In one NOTES published Wednesday, WoodMac analysts outlined the main limits of trust in Greenland reserves in the bid of the US for unique land dominance. Here are three major obstacles standing in the way of Trump’s goals in Greenland:
1. Logistical nightmares
Arctic extremes can be a fierce adversary to any large-scale mining operation. Greenland’s vast ice sheet limits exploration along the island’s coastline. But even there, freezing temperatures and little light in winter make industrial operations nearly impossible. Equipment must endure subzero storage, while fuel and workers face remote transportation through inadequate ports and no roads, WoodMac analysts wrote. Even when a suitable site is found and manned, the deposits lie beneath sheets of ice up to a mile thick.
Only one port in Greenland, in the southwestern capital of Nuuk, boasts modern infrastructure that can accommodate exports, analysts added. In the rest of the territory, companies or countries that try to mine must build their own energy grid and transport networks, due to the lack of anywhere in the interior, as well as importing a whole skilled labor force.
“All these issues can be overcome, but it will take time and money,” the analysts wrote. How much money? Not specified by WoodMac, but experts said before luck with the price tag likely reaching hundreds of billions of dollars within a few decades.
2. Environmental and local push
Opposition to mining and resource extraction runs deep in Greenland’s political DNA. In an election in 2021, the left party Inuit Ataqatigiit won with a clear anti-mining message, particularly against a planned rare earths mine. The party passed several anti-mining laws, including law in 2021 that bans most uranium development. Instead, the government prioritizes small, sustainable operations.

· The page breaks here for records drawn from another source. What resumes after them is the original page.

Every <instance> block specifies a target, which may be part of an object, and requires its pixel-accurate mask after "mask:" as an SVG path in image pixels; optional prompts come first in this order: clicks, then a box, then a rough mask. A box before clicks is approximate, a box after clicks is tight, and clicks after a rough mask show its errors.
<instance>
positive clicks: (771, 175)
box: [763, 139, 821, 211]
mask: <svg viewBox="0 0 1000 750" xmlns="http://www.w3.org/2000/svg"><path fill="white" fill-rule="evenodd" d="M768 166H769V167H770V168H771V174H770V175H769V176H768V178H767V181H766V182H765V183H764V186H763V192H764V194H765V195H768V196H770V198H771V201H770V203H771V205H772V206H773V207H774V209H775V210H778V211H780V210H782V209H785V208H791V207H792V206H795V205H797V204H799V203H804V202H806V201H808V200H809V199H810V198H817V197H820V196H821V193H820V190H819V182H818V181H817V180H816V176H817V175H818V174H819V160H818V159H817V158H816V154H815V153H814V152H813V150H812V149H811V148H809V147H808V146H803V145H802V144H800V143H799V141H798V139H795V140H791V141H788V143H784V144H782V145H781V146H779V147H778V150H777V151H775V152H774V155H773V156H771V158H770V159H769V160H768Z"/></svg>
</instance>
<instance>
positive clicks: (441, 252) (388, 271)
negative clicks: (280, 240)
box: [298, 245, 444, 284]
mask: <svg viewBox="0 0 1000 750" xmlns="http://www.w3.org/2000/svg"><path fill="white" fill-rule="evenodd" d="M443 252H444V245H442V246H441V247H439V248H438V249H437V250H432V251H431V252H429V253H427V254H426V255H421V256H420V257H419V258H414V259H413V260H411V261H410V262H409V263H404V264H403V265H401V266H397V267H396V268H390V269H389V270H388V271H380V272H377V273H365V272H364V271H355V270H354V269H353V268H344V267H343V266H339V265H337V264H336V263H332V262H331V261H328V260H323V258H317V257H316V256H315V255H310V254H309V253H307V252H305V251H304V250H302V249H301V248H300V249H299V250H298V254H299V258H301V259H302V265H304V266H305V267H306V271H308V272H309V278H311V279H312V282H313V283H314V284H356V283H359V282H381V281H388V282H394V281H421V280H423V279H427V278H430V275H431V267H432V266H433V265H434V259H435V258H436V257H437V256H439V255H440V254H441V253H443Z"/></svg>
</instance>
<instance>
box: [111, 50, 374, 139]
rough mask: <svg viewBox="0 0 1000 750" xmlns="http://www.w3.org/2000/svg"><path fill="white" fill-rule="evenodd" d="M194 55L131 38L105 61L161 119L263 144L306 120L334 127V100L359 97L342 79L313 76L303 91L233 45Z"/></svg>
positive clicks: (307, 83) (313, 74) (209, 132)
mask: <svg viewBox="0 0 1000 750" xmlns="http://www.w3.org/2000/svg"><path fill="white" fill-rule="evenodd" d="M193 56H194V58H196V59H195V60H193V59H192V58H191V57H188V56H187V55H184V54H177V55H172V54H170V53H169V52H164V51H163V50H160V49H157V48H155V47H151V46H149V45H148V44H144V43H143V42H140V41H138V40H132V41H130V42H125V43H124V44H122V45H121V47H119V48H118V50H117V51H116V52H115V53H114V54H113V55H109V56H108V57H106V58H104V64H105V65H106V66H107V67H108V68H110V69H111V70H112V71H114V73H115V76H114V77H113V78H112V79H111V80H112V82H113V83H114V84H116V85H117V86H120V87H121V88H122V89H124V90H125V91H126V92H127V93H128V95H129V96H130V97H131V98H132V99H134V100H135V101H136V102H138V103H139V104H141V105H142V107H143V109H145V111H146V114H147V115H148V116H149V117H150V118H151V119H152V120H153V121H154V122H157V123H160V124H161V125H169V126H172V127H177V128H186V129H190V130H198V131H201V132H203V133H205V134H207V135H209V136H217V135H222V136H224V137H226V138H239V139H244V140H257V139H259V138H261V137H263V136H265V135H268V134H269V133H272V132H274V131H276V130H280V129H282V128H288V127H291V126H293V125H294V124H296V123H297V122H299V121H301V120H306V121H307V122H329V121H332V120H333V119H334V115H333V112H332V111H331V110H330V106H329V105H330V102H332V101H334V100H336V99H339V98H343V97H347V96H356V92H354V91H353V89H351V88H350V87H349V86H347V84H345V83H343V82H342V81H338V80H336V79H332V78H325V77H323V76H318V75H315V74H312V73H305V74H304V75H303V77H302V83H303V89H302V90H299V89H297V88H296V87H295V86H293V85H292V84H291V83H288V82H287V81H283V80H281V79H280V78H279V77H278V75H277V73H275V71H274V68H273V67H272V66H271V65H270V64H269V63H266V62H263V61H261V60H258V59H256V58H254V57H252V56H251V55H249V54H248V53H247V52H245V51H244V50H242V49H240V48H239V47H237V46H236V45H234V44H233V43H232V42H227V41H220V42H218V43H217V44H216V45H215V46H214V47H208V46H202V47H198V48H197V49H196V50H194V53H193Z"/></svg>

In last year’s election, Inuit Ataqatigiit missing seats to a pro-development opposition, but Greenland’s Minister of Mineral Resources, Naaja Nathanielsen, remains affiliated with the left party. In one interviews with Politics This week, he rejected US threats and vowed to maintain control of resources, vowing that he and his party “will not accept our future development in our mineral sector to be decided outside of Greenland.”
It is unclear how the future US-led takeover will play out. But under current laws and agreements, the WoodMac analyst wrote, “any development must meet high standards for environmental and social impact.”
3. Alienating allies
But perhaps the most important obstacle facing Trump is the increasingly strained relationship between the US and its European partners. WoodMac analysts point out that Greenland’s geographic position between the US and Europe suggests that mines in the island’s unique soil will benefit both regions. By sharing financing and risk, they wrote, the US and the EU could access a more secure supply of rare earths independently from China.
“This cooperation is necessary at a time when relations between the US and the EU are at rock bottom,” they added. Trump’s designs on Greenland have been widely criticized by the EU as well as the UK, both recently. sent a small number of troops to Greenland—ostensibly for training purposes but it also symbolizes their unity. Tensions appeared to have eased somewhat after Trump’s appearance in Davos last week, where he ruled out military action and repeated threats of EU tariffs.
But transatlantic relations remain at a low point. And if Trump ramps up his angry rhetoric once more, Greenland could be pushed even closer to China, WoodMac analysts warn. While China currently has only a small stake in Greenland’s mining operations, and the island’s government has stated that it favors cooperation with Western countries, it has also signaled an openness to Chinese involvement if the conditions are right. In one interviews with FT last year, Nathanielsen, the mineral minister, criticized the decline in US and EU investment.
“We want to work with European and American partners. But if they don’t show up I think we have to look elsewhere,” he said.